# OMG... I'm getting a horse!



## CremelloBeauty (Jan 7, 2009)

An April 2008 cremello filly. 
This will be the first horse I have ever trained for myself. Any tipes would be great, here are some pictures for your enjoyment:


Name suggestions would be great too. Her current name is Creama :roll: Kind of a silly name.


----------



## Amanda Marie (Dec 2, 2008)

*W.o.W. She is absolutely gorgeous!! I'm way jealous. lol.*

*I'll definately think on the names thing... I love finding names.  But the first one that came to my mind is Nelle (pronounced neh-ll). IDK why, but it did. lol. Being incredibly sheltered here, we just had a girl move here this year with that name... first time most of us had ever heard it. *

*Anyways.. She really is beautiful. *


----------



## CremelloBeauty (Jan 7, 2009)

Thanks! Here are some name ideas my friend and I came up with:

Eowyn
Shadowfax
Midnight Shadow ( even though she is white LOL )
Willow
Faline
Feather
Nova
Larka
Illusion
Whisper


----------



## DixiesPaintedNova (Nov 18, 2008)

I like Eowyn and Willow.

Nice names goin with a lord of the rings theme lol jk.


----------



## horsegirl123 (Jan 7, 2009)

Lilly and May are cute names for white female horses!


----------



## CremelloBeauty (Jan 7, 2009)

Now the names are between Eowyn and Aiyanna.
Yikes! :lol:


----------



## mlkarel2010 (Jan 27, 2008)

Welcome to the forum! She's really cute. I like Willow, but for some reason Isabelle comes to mind...


----------



## Jubilee Rose (May 28, 2008)

Wow, what a beautiful looking girl you have there. How exciting! And welcome to the horse forum!! 

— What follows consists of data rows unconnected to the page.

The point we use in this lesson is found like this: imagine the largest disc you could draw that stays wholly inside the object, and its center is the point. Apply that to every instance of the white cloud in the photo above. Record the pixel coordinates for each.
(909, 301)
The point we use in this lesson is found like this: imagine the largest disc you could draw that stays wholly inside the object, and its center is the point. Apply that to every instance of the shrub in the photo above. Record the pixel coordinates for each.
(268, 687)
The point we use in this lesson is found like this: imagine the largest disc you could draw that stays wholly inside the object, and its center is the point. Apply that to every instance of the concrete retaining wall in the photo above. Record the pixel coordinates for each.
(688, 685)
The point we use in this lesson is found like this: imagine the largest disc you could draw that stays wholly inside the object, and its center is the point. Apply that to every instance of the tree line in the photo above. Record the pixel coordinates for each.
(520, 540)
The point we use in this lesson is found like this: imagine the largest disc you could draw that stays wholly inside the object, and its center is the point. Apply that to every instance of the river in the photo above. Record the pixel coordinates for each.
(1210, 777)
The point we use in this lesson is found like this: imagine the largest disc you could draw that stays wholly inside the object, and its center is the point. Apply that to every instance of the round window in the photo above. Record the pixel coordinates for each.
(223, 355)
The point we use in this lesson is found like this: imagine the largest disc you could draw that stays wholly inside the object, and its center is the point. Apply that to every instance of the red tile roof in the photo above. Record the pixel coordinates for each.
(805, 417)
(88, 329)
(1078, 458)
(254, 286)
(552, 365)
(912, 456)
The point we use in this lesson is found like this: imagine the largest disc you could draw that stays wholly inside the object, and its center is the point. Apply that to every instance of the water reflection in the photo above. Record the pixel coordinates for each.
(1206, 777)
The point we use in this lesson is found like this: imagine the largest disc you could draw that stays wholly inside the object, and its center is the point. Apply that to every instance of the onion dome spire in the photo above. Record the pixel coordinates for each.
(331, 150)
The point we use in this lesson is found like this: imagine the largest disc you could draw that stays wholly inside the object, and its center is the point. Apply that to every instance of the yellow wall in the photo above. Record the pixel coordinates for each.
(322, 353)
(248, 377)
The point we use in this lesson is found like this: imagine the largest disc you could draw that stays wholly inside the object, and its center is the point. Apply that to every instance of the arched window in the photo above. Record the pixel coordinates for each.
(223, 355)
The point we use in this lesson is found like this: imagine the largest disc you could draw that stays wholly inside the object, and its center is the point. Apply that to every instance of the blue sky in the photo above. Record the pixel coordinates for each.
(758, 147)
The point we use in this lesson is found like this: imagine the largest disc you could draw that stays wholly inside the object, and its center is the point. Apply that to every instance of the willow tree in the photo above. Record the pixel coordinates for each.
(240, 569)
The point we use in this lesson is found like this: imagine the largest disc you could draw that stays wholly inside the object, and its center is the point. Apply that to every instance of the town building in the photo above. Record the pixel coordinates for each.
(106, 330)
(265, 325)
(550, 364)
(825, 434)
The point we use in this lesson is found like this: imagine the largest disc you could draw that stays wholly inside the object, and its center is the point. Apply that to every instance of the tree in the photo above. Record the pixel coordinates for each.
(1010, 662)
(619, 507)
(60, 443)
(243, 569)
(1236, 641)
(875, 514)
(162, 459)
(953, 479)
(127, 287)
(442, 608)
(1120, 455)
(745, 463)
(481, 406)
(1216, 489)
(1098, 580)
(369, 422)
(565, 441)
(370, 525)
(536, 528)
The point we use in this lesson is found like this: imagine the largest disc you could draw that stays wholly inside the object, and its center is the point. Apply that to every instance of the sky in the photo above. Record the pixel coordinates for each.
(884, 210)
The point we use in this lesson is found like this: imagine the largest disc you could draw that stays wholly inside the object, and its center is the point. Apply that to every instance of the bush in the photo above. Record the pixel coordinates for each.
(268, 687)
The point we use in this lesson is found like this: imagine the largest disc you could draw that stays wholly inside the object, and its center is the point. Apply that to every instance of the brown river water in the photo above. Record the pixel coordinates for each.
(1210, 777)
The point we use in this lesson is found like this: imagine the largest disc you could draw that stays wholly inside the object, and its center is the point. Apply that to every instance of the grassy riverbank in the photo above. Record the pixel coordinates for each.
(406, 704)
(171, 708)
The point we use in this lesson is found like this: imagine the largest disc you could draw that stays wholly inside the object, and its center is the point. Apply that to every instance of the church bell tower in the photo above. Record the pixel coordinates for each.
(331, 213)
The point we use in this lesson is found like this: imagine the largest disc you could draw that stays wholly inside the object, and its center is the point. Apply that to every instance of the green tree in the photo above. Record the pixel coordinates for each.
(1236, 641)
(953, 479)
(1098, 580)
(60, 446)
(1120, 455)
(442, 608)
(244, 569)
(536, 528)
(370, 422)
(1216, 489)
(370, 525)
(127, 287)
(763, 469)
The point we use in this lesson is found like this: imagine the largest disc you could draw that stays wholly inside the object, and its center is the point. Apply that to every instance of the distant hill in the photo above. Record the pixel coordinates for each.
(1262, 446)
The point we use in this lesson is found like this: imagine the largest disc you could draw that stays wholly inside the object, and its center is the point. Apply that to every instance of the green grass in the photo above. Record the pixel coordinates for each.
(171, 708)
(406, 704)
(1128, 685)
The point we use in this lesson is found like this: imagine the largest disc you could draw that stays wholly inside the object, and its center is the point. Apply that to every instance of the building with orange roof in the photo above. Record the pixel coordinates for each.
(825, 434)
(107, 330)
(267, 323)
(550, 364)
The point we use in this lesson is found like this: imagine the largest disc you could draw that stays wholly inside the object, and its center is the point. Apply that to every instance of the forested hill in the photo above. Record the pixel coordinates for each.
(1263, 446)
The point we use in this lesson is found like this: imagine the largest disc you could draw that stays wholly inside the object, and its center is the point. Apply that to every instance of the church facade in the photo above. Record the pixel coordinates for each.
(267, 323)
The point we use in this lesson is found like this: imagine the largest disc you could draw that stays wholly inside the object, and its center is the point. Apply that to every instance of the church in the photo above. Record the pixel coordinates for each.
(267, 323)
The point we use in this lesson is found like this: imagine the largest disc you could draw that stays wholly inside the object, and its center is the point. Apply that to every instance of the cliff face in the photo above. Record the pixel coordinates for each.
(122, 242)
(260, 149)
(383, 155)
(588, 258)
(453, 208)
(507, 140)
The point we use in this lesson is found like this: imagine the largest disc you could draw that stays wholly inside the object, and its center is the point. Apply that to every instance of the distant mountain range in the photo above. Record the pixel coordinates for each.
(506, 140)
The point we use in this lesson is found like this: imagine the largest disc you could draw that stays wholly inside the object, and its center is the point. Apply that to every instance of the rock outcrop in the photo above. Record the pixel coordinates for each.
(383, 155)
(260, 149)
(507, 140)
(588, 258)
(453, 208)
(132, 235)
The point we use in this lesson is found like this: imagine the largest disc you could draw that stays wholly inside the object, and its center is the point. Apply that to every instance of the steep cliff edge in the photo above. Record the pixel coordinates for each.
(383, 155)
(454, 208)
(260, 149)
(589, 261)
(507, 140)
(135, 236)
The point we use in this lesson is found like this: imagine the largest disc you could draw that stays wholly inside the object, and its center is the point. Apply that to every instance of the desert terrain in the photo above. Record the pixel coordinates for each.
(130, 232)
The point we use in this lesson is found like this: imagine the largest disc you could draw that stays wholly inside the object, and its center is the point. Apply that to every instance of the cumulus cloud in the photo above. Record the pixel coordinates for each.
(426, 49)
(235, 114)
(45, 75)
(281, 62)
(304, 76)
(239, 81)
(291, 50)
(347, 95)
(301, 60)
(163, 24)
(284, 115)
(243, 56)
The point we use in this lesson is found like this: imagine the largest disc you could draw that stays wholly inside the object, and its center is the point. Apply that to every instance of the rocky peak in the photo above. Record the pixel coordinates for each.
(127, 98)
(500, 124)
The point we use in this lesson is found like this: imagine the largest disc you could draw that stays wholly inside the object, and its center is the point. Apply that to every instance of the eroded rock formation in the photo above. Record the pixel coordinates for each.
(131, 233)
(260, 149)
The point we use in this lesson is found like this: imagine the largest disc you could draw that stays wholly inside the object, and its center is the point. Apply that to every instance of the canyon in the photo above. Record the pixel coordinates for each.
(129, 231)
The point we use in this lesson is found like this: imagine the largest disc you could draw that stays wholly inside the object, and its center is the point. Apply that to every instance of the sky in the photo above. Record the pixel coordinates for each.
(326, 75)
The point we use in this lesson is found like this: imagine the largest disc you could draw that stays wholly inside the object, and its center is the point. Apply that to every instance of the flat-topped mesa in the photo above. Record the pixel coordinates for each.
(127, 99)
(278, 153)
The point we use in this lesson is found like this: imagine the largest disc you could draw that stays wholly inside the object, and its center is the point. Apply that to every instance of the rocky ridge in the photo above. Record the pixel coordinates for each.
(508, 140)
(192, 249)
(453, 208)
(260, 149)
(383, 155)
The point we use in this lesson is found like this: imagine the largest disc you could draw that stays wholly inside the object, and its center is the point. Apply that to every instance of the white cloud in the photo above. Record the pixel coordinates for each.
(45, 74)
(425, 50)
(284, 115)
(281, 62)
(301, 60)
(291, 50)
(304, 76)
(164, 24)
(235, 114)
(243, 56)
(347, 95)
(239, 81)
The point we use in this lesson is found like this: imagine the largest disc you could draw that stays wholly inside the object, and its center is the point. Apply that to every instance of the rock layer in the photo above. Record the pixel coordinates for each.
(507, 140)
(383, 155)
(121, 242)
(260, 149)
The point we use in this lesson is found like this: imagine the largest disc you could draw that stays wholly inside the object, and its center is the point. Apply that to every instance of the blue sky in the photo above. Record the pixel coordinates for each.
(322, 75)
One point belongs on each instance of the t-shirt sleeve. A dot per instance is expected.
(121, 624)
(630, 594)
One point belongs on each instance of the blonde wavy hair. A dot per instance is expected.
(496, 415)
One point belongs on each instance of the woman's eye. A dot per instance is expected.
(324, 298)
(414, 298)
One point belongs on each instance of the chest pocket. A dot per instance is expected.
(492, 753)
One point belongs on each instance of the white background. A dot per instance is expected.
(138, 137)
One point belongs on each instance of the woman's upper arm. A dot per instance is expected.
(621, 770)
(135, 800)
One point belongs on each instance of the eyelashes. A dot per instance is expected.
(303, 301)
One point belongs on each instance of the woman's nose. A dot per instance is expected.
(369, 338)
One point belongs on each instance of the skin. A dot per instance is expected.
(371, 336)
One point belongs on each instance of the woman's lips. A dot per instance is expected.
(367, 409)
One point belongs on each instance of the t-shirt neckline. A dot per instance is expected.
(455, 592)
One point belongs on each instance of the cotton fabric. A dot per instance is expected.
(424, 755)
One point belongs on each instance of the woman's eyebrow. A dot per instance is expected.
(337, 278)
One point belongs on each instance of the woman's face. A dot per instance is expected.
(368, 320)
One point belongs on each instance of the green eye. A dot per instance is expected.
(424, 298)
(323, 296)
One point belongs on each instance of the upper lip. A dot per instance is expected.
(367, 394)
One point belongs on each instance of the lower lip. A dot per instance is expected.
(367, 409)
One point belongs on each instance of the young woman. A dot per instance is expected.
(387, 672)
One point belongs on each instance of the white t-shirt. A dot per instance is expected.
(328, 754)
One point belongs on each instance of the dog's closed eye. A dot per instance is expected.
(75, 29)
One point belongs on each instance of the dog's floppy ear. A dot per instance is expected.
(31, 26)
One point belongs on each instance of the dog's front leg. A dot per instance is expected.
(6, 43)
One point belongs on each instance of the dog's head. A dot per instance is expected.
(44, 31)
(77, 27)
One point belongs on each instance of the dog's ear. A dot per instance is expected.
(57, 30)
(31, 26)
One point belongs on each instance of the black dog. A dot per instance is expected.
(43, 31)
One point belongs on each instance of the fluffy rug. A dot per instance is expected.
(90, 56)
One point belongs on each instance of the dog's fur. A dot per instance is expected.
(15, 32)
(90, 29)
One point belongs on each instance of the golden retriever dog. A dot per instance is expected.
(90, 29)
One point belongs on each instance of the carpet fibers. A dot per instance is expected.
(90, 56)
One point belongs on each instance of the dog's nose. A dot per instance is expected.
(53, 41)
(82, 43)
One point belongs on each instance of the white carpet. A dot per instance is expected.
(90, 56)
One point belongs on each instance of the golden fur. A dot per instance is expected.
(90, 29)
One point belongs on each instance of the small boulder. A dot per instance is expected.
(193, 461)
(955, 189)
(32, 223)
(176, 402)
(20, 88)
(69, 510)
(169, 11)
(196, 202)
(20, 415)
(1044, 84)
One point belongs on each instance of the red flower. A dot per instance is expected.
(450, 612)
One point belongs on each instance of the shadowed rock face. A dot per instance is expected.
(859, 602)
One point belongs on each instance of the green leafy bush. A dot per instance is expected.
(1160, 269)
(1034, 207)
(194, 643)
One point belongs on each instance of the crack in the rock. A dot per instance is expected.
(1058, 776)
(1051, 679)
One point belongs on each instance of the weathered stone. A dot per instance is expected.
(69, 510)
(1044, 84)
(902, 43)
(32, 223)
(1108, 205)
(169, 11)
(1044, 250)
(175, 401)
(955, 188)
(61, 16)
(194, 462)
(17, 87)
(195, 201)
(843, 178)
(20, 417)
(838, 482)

I really like Larka. And of course Eowyn, because I love LOTR.


----------



## shermanismybaby3006 (Oct 10, 2008)

Congrats on the new baby!!!!! She is absolutely adorable! Training a baby is a blas. Plus you get to bond with them and you get to know all of their quirks and stuff. You also get to train her the way you want to. Best of luck and have funn!!!


----------



## Jubilee (Dec 15, 2008)

Welcome to the Forum!

I really like the name Willow. I think it suits her. It's a very graceful name. 

Jubilee


----------



## wanderlust (Nov 18, 2008)

I vote for Willow. Congrats and good luck!


----------



## farmpony84 (Apr 21, 2008)

I vote Willow.


----------



## horsegirl123 (Jan 7, 2009)

Out of those I think I like Eyowyn (not sure how you spelt it)

I still like May and Lilly though. Willow is a pretty name as well.


----------



## centrestableswendy (Dec 21, 2008)

Eowyn is so pretty. I like Willow too


----------



## welshy (Jan 7, 2009)

hey welcome to the forum! i'm new too and she is gorgeous!

i like Eowyn (sorry LOTR's fan here!)

can i also ask how far on in her training she is?


----------



## tawariel (Dec 27, 2008)

as a real LOTR-fan I have to vote for Eowyn. But my second favourite would be Willow.


----------



## kershkova (Jun 25, 2008)

I like willow it sounds kinda like a woodland fairy type name, Outlaw likes it to. lol. What are you going to do with her western or english?


----------



## RusticWildFire (Jul 6, 2008)

Welcome to the forum! Have fun posting 

P.S. I vote Illusion or Willow!


----------